Aujourd’hui, il s’agit d’un autre ami, Mithun, je l’ai également encouragé et il a rapidement progressé en distance, de quelques courses de 5 km, il est passé à 15 km en peu de temps. Cependant, sa plus longue course achevée est de 25 km et il ne nous reste que 3 semaines. Aujourd’hui, pour la progression de l’entrainement, il est nécessaire qu’il puisse atteindre au moins 30 km ou, idéalement 35 km.
Pendant notre parcours, j’ai réalisé que ce ne serait pas possible pour lui aujourd’hui et qu’il n’arriverait peut être même pas à atteindre les 20 km… et encore moins les 30. Ce qui automatiquement réduit ses chances de finaliser un Marathon vu le peu de temps qu’il nous reste pour la préparation.
Je suis parfaitement conscient qu’il a la volonté et le courage pour réussir mais il ne lui reste pas assez de temps pour se préparer au mieux et donc d’atteindre la ligne d’arrivée dans 3 semaines. Il a de l’énergie et beaucoup de détermination mais pas l’entrainement nécessaire pour ce challenge.
Je l’ai donc vraiment secoué et bousculé pendant notre parcours, pas pour qu’il finisse absolument ses 30 km et atteigne le but du jour mais plutôt pour lui faire comprendre et lui faire accepter la situation : C’est un fait, il n’est pas assez entrainé pour le Marathon, par contre, il est fin prêt pour un demi-Marathon.
C’est ça aussi “l’amour coriace” car il est difficile de dire à quelqu’un que ses chances de succès sont trop minces ou quasi nulles car il n’a pas tous les atouts en main et que pour y arriver, il lui faudra remettre son projet à plus tard.

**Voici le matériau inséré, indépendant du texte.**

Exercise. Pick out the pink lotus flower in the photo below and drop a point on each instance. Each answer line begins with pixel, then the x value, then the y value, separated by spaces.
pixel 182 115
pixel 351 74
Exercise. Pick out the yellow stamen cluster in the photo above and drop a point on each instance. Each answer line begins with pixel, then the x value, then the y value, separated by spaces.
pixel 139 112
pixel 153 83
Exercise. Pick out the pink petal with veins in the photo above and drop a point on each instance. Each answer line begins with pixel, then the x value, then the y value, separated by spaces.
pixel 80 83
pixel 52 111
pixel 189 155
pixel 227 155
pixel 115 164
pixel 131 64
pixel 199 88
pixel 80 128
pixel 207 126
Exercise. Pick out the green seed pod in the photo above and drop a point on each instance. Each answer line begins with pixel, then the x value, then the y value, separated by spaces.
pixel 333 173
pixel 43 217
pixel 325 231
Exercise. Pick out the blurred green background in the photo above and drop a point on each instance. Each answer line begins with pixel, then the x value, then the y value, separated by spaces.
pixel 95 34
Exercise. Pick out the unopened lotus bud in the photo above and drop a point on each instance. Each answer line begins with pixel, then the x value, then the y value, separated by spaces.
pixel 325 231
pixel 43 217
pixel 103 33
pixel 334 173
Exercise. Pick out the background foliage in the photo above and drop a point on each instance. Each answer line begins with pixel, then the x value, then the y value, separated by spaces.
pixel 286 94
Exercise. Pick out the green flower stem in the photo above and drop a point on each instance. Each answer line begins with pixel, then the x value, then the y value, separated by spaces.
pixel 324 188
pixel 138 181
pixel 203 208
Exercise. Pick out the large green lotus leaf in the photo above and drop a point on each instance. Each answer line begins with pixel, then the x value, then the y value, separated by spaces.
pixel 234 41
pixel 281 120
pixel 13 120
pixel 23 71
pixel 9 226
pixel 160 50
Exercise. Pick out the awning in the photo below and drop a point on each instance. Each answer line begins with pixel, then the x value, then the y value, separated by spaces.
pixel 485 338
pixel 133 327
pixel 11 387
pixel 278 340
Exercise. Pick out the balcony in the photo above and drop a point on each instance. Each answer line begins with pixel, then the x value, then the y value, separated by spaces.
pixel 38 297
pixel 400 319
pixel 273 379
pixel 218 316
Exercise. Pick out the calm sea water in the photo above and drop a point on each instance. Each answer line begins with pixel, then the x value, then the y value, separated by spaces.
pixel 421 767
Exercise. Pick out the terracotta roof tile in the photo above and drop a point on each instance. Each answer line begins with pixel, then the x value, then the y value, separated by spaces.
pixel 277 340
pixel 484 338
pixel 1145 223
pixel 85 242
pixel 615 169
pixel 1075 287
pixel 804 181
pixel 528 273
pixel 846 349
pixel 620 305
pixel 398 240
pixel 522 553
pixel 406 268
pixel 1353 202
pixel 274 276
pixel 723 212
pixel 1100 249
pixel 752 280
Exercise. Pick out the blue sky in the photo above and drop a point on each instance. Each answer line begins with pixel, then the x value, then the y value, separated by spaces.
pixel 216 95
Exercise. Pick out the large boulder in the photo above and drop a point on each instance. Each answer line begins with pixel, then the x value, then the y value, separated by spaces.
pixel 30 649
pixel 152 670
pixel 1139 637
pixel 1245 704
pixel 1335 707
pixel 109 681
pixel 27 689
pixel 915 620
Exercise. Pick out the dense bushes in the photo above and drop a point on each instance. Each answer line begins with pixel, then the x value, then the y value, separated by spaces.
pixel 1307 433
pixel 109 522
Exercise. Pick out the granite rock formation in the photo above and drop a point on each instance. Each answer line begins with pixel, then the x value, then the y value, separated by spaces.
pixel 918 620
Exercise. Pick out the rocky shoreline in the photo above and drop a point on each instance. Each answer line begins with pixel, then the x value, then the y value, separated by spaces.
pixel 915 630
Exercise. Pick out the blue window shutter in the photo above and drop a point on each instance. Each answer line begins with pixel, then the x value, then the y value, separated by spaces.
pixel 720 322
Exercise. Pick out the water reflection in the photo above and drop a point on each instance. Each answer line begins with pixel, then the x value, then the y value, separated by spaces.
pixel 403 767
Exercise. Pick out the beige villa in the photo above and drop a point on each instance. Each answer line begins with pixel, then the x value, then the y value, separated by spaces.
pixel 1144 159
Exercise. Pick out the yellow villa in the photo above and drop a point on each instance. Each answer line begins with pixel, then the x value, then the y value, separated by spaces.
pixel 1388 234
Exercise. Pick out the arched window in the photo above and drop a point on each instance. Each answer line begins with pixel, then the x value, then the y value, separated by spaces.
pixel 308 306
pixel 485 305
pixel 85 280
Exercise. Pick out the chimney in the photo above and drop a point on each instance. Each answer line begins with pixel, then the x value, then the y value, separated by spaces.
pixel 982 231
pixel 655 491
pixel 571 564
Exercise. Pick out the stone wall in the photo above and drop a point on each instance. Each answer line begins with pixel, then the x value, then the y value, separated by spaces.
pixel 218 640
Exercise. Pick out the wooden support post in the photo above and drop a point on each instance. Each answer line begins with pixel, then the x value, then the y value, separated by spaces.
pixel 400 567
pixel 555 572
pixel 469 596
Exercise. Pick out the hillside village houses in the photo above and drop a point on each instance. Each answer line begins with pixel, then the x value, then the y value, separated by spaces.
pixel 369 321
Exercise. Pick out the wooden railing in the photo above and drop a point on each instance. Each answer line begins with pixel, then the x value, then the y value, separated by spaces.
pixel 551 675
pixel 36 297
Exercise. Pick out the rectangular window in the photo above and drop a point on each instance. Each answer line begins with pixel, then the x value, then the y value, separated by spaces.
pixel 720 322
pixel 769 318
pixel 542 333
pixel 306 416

Un Leader doit mettre son équipe en position de départ pour le succès, pour la médaille et si j’avais insisté pour que Mithun fasse ce Marathon coûte que coûte, je n’aurai certainement pas agi en bon Leader (ni en ami) et même si il acceptait de se laisser “secouer” durant le parcours, il me fallait aussi et surtout l’aider à accepter de différer son challenge.
La sagesse est, dans nombre de cas, meilleure conseillère que le courage. Elle nous évite de commettre des erreurs et cela aurait vraiment été une erreur de ma part de “pousser” Mithun ou de m’obstiner à l’encourager à accomplir l’impossible (pour cette fois)
De toute manière, pour Mithun, l’expérience d’un demi-Marathon sera une excellente chose, il aura le plaisir de participer à l’événement, sera heureux de cette distance accomplie, de son succès et sera certainement très encouragé pour la prochaine étape qui sera un Marathon dans quelques mois.
Si nous ne tenons pas assez compte des personnes qui composent notre équipe, il devient alors difficile de les comprendre et de savoir si nous les poussons trop fort, si c’est le moment ou non de les pousser vers le but ou tout simplement quand il est préférable de lâcher du lest ou de leur offrir notre support.